Kukla's Korner Hockey
by George Malik on 05/25/14 at 07:51 AM ET
The IIHF is inducting a quintet of players into their Hall of Fame today in Minsk. Steve Yzerman, Nicklas Lidstrom, Vycheslav Bykov, Andrei Khomutov and one other player will be inducted in the player category, and IIHF.com's Lukas Aykroyd notes that the fifth player is particularly special:
If there’s one true regret about the 2014 IIHF World Championship, it’s that Ruslan Salei won’t be able to attend his induction into the IIHF Hall of Fame.
Born in Minsk in 1974, the hard-working defenceman will be recognized for his long, productive career at a gala ceremony in his hometown today. He is part of an exceptional Hall of Fame class that also includes Russia’s Vyacheslav Bykov and Andrei Khomutov, Sweden’s Nicklas Lidstrom, and Canada’s Steve Yzerman and Murray Costello.

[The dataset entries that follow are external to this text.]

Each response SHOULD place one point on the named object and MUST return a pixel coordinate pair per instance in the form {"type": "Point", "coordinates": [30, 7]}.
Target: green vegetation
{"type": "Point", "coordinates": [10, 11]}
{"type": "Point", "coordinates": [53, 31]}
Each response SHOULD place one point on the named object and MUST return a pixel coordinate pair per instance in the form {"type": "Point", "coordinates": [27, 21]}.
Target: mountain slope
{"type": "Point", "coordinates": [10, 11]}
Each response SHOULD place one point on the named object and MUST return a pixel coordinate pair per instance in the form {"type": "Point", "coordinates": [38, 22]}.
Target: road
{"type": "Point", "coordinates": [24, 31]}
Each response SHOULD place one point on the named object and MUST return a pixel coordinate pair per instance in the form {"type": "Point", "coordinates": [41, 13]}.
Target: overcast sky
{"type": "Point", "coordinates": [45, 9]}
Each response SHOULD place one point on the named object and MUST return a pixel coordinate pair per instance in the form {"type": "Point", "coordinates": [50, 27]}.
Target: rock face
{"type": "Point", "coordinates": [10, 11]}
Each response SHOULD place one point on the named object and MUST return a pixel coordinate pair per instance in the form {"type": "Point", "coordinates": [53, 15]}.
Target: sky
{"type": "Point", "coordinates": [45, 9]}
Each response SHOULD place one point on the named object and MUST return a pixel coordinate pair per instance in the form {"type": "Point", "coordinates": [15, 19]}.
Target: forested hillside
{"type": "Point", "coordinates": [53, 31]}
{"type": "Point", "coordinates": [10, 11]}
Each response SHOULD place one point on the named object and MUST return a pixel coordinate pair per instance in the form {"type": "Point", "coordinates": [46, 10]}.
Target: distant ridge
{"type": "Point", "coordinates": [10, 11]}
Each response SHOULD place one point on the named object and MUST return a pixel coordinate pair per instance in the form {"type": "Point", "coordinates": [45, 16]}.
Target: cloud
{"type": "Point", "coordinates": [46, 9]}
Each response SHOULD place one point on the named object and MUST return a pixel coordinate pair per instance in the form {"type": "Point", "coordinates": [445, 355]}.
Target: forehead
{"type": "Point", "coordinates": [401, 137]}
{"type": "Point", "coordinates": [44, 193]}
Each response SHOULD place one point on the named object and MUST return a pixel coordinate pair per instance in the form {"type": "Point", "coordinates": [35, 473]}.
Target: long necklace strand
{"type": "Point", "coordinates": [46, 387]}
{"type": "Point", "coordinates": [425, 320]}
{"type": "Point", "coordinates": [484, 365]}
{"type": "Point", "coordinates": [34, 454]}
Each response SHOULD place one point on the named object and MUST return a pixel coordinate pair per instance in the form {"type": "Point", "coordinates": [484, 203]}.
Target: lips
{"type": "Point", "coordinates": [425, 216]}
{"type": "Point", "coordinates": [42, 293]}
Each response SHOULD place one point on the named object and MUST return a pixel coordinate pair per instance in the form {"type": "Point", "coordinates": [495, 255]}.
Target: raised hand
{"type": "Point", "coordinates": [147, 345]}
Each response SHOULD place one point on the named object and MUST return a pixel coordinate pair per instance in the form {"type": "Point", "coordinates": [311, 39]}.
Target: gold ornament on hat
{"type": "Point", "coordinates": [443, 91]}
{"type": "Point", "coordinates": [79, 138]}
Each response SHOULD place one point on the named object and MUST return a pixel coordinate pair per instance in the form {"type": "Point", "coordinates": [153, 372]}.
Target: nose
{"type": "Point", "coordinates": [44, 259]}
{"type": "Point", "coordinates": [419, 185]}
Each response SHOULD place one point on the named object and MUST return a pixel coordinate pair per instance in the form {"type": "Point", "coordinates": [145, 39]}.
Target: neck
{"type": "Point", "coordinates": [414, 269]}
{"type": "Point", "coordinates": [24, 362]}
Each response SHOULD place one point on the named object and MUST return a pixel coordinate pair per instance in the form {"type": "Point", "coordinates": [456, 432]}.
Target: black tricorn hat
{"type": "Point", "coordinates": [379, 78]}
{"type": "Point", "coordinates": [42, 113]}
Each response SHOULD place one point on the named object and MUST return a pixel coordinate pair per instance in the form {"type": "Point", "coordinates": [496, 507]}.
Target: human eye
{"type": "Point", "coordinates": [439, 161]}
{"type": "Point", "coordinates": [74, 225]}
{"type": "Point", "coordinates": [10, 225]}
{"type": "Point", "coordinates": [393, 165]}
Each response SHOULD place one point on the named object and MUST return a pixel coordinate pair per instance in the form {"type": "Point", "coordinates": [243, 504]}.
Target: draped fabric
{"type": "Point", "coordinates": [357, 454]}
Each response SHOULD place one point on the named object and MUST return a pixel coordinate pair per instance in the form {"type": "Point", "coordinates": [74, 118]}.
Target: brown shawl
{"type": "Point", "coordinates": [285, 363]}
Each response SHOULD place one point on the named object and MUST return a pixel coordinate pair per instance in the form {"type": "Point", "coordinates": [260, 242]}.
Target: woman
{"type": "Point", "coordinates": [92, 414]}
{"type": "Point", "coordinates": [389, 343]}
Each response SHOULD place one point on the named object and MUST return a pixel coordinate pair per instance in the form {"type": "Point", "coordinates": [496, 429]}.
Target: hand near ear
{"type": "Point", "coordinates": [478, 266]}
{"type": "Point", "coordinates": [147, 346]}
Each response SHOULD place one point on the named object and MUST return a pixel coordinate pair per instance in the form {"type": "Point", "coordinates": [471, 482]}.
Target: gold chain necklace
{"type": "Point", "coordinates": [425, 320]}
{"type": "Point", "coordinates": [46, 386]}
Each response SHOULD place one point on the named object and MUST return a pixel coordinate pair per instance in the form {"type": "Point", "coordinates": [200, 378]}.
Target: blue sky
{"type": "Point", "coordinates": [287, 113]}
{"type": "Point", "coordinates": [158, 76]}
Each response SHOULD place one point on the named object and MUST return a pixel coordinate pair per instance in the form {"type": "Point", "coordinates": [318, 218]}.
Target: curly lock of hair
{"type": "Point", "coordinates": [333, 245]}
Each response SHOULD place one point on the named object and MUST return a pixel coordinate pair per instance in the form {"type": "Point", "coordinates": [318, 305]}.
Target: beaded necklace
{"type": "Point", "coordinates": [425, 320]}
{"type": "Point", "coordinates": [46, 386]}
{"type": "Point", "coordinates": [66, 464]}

Salei tragically passed away in the 2011 Lokomotiv Yaroslavl plane crash, along with many other hockey greats. But his memory will live on.
He accomplished more as an NHLer and international hockey regular than almost anyone could have envisioned. He grew up far away from the NHL spotlight in Belarus. Life in this former Soviet republic of 10 million hasn’t always been easy. The country suffered during the Nazi invasion in World War II, and under Communism, its eastern regions received radioactive fallout after the Chernobyl nuclear power plant accident in 1986. When you see how beautiful, clean, and green Minsk is today, it’s a tribute to the resilience of the Belarusian people.
Salei took a positive outlook while reminiscing with IIHF correspondent Lucas Aykroyd in 2007: “It was pretty good by the standards that people were accustomed to in those days. You know, I grew up in a three-bedroom apartment. At some point in my teenage life, we had me and my parents, plus my brother’s family and my sister’s family with us. But that was normal for everybody back then. People didn’t expect anything more than what they had. I wasn’t uncomfortable as I would be today due to having experienced a better life. As a kid, playing hockey served all my interests in terms of who I wanted to be. I played soccer when I was six, but I got into hockey the winter I turned seven. Then all I thought about was getting through school and playing hockey.”
Unlike some players who are inspired by the example of family members, Salei was simply motivated by the joy of hockey: “I was the only athlete in my family. My older brother played some hockey and soccer as a teenager, but he’s 12 years older than me. When I was training for hockey, he’d already moved on with his life and started working in the construction business.”